A brief informal introduction to automatic differentiation.

A Neural Network is a function implemented using a composition of small functions. The building blocks of Neural Networks are linear projections and non linear activation functions.

How do we compute the derivative a composite function? Using the chain rule. What pytorch, tensorflow or Jax does is computing this derivatives for any function we specify. So our task is:

1. Specify the function
2. Tell pytorch which derivatives do we want to obtain.

### Basic function

Let's start with the function:

$$
y = (x^2 - 4)^3 + 2
$$

The derivative is

$$
\frac{\partial y}{\partial x} = 3 \cdot (x^2 - 4)^2 \cdot 2 x
$$

something we usually derive implicitely using our knowledge of basic derivatives, such that the derivative of $f(x)^{n}$ is $f(x)^{n-1} \cdot f'(x)$. 

However, when things get complicate we need to specify a way to obtain complex derivatives, and this is where the chain rule comes into place. For functions $f:\mathbb{R} \rightarrow \mathbb{R}$, we can use the one-dimensional chain rule. 
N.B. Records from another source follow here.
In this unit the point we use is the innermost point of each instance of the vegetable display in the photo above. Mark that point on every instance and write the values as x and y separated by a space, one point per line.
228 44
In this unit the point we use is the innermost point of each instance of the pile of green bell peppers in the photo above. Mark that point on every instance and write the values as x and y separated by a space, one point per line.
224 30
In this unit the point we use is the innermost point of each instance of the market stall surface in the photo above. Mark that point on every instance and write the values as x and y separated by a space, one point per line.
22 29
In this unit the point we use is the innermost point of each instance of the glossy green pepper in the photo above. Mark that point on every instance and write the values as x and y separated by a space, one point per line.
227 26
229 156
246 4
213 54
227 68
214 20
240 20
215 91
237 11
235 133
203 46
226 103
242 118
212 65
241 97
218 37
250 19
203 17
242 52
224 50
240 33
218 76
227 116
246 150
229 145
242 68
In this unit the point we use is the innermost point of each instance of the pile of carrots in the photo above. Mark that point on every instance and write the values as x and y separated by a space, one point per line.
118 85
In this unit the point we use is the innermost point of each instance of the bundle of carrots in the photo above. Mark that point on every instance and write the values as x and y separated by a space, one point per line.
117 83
The idea of the chain rule is to express functions as composition of elementary functions from which the derivative is well known. In our example we could break into a small composition of functions.

$$
y = (x^2 - 4)^3 + 2
$$

could be written as:

$$
\begin{split}
t = x^2 \\
u = t - 4\\
z = u^3 \\
y = z + 2 
\end{split}
$$

Let's start substituting to show it is equivalent. First subsitute $z = u^3$ into $y = z + 2$, yielding $y = u^3 + 2$. Now do the same thing and substitute $u = t - 4$ into $y = u^3 + 2$, yielding: $y = (t - 4)^3 + 2$, and finally subsitute $t = x^2$ into $y = (t - 4)^3 + 2$ yielding $y = ( x^2 - 4)^3 + 2$, which is our original function.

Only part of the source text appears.